Tamsin stepped carefully past a booth selling cursed molars (“whispers at night!”) and paused at a crooked tent labeled:
GRIN & BARE IT - Dentures for the Deceased
The proprietor was a banshee in readers’ glasses, polishing a set of fangs.
“Looking for teeth?” she asked, her voice more librarian than wailing ghost.
“Yes,” Tamsin said. “For a skeleton. Twenty-seven, actually.”
The banshee blinked. “Oh, honey. Bulk order?”
“Union dental,” Tamsin said tiredly.
“Say no more.”
It took four enchanted contracts, a soul-backed promissory note, and a semi-legal trade of one very cursed femur, but Tamsin left with a bag of magical dentures: customizable, snap-fit, and enchantment-safe.

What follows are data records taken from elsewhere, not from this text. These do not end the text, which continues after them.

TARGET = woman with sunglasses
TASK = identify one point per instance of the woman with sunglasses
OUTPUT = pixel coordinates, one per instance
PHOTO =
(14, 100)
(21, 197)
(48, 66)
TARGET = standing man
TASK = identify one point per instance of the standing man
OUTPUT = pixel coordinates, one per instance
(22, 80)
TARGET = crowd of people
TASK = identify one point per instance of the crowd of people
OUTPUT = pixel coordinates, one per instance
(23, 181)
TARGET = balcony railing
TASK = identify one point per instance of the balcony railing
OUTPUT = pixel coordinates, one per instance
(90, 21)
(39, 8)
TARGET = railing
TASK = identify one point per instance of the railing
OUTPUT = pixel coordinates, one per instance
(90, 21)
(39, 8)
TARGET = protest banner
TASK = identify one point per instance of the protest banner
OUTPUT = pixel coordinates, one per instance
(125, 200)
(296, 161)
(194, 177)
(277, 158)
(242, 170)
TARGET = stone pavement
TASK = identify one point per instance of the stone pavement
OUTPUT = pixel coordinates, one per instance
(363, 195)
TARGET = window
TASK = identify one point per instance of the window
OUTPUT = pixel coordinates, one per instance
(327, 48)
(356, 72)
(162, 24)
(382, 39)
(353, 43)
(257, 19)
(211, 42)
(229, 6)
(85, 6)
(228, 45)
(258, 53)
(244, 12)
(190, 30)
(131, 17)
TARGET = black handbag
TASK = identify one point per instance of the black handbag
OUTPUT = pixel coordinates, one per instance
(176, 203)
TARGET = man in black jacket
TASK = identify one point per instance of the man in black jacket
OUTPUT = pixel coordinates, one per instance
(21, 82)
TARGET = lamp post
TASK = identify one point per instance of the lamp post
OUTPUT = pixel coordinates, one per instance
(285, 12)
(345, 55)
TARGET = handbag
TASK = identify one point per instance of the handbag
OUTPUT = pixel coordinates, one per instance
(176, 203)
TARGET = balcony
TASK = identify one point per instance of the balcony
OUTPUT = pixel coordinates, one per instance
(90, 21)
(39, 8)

The moment she returned to the crypt, the skeletons gathered around like children on Hearthfeast morning.
Ossric reached out first, holding the denture case with reverent fingers.
“They’re yours,” she said. “All of yours.”
One by one, the skeletons clicked in their new teeth. Some chose neat rows of pearly whites. Others went with tusks, gold-capped canines, or artistic flair. Ribsy picked a set of novelty fangs that sparkled when he grinned.
And when the last denture clicked into place, something changed.
The air shimmered faintly. The bones glowed. The whole crypt filled with a hum like a tuning fork struck just right.
A side effect of granting dignity, perhaps.
Or maybe just a job well done.
Ossric turned to her and, in a slightly less raspy voice, said: “We are grateful, Mistress Graves.”
“You’re welcome,” she said, blinking moisture from her eyes. “Now get back to work. Those tomb wards aren’t going to reinforce themselves.”
The skeletons saluted.
And that night, for the first time in her life, Tamsin dreamed not of darkness or debt collectors, but of a bone-deep warmth, and a row of smiling teeth.
Even if most of them glowed in the dark.